И снова шелестят письма, и Лев Николаевич ловит морщинистым старческим лбом запоздалые лучи осеннего солнца, и тепло, уютно им втроем на веранде.
А в это время Софья Андреевна в своей комнате на втором этаже раскроила из темного атласа широкую рубаху для Льва Николаевича. Скоро должна была наступить сорок восьмая годовщина их свадьбы, и она готовила ему подарок, а какой еще может быть подарок, кроме как своими же руками сшитый кафтан, тем более что тот, старый, который Лев Николаевич надевает по праздникам, довольно уже поизносился.
Кончив кроить, она принялась наметывать материю, и при этом почему-то ей припомнился первый кафтан, который она сшила Льву Николаевичу в дни своей первой беременности, — тогда он у нее совсем не получился, но Лев Николаевич, чтобы не огорчать ее, всячески расхваливал ее работу и надевал всегда перед гостями. И уже всплыла в ее памяти огромная вереница кафтанов, которые она сшила, припомнила она и ту великую гору белья, распашонок, кофточек, передничков, юбочек, свободных и в обтяжку, которые прошли через ее бедную старую машинку, так что временами трудно было сказать, кто она такая — то ли богатая барыня, то ли переписчица бумаг, то ли швея с бедной окраины Москвы...

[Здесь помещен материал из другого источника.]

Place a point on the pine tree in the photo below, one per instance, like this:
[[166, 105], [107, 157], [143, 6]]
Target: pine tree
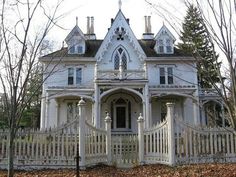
[[196, 42]]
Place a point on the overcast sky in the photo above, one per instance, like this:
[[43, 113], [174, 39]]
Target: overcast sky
[[104, 10]]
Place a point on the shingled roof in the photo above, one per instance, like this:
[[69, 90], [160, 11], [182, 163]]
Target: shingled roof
[[92, 47]]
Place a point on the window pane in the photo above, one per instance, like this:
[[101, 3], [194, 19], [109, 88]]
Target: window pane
[[163, 111], [116, 61], [161, 49], [162, 76], [72, 49], [168, 49], [80, 49], [69, 112], [170, 75], [70, 76], [78, 75], [124, 61]]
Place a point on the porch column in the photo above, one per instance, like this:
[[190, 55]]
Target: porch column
[[144, 114], [141, 139], [147, 118], [82, 113], [223, 114], [42, 115], [57, 113], [47, 116], [195, 112], [96, 106], [108, 138], [171, 132]]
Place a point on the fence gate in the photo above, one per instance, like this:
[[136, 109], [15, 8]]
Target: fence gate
[[124, 150]]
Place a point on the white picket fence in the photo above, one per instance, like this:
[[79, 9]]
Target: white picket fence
[[156, 144], [124, 150], [48, 148], [202, 145], [171, 142]]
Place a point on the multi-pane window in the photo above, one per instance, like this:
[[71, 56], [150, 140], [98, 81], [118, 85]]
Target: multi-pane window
[[70, 76], [163, 111], [78, 75], [170, 75], [160, 46], [168, 46], [120, 57], [166, 75], [72, 49], [74, 76], [162, 76], [116, 61], [72, 110], [80, 49]]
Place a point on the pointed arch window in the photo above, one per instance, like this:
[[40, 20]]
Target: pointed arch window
[[120, 57]]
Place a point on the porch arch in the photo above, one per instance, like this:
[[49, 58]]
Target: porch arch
[[174, 94], [121, 88], [61, 95]]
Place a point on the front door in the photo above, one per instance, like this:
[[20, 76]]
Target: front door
[[121, 109], [120, 117]]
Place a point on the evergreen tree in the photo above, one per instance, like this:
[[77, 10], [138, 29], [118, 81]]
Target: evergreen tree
[[196, 42]]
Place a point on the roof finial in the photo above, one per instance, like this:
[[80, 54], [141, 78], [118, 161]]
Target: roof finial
[[76, 21], [120, 4]]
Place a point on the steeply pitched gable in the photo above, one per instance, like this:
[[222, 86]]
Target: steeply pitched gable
[[120, 30]]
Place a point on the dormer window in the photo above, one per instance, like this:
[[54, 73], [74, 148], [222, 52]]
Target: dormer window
[[164, 41], [80, 49], [72, 50], [76, 49]]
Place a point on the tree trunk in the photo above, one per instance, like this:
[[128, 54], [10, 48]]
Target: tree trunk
[[11, 153]]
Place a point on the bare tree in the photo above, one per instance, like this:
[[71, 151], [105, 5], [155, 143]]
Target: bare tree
[[219, 19], [22, 34]]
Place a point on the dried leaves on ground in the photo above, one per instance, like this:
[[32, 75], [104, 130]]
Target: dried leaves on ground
[[202, 170]]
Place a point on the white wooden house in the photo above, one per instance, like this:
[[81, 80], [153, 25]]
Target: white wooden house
[[121, 75], [122, 101]]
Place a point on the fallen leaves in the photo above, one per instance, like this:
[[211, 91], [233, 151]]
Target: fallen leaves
[[198, 170]]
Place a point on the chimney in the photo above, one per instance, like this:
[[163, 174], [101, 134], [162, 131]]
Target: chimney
[[90, 28], [148, 31]]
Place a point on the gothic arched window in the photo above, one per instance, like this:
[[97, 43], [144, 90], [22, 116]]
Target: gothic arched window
[[120, 57]]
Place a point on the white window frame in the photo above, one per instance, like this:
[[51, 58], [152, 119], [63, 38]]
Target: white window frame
[[166, 75], [75, 76]]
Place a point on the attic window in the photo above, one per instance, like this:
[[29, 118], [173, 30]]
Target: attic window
[[72, 49], [78, 49], [168, 46], [160, 46]]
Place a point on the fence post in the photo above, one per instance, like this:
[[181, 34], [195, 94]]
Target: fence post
[[108, 138], [141, 139], [171, 132], [81, 105]]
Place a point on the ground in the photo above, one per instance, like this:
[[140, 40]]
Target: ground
[[203, 170]]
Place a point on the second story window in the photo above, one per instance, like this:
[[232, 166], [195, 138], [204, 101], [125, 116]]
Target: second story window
[[168, 46], [166, 75], [72, 49], [70, 76], [74, 76], [160, 46], [80, 49]]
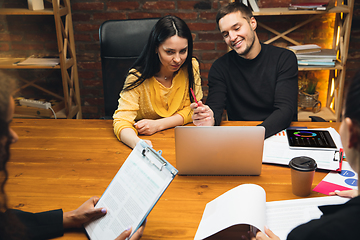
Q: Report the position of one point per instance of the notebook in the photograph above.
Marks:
(219, 150)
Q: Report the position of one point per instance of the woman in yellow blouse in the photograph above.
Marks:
(156, 93)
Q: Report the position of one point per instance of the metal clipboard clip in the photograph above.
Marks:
(154, 157)
(338, 158)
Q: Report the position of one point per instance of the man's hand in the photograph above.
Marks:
(85, 213)
(203, 115)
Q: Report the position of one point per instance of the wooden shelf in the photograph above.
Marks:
(10, 63)
(342, 27)
(325, 113)
(24, 11)
(286, 11)
(67, 56)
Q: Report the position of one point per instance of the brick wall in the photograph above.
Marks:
(25, 35)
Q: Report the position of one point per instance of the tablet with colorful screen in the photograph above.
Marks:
(310, 139)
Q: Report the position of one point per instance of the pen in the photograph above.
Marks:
(192, 92)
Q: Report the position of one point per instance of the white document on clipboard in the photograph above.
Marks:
(132, 193)
(277, 151)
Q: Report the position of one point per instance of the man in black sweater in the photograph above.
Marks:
(254, 81)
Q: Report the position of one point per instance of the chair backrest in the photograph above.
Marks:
(121, 42)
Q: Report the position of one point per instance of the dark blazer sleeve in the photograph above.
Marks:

Ах, если бы она знала в те длинные ночи, когда стрекотала вовсю зингеровская машина, если бы она знала, что наступят дни, когда не будут более нуждаться ни в ее кафтанах, ни в ее переписке, ни в ее любви и на всякое слово, которое она замолвит за своих детей, он ответит оскорбительным молчанием, готовый всегда сказать «нет», хотя и не знает еще толком, о чем она хочет его просить...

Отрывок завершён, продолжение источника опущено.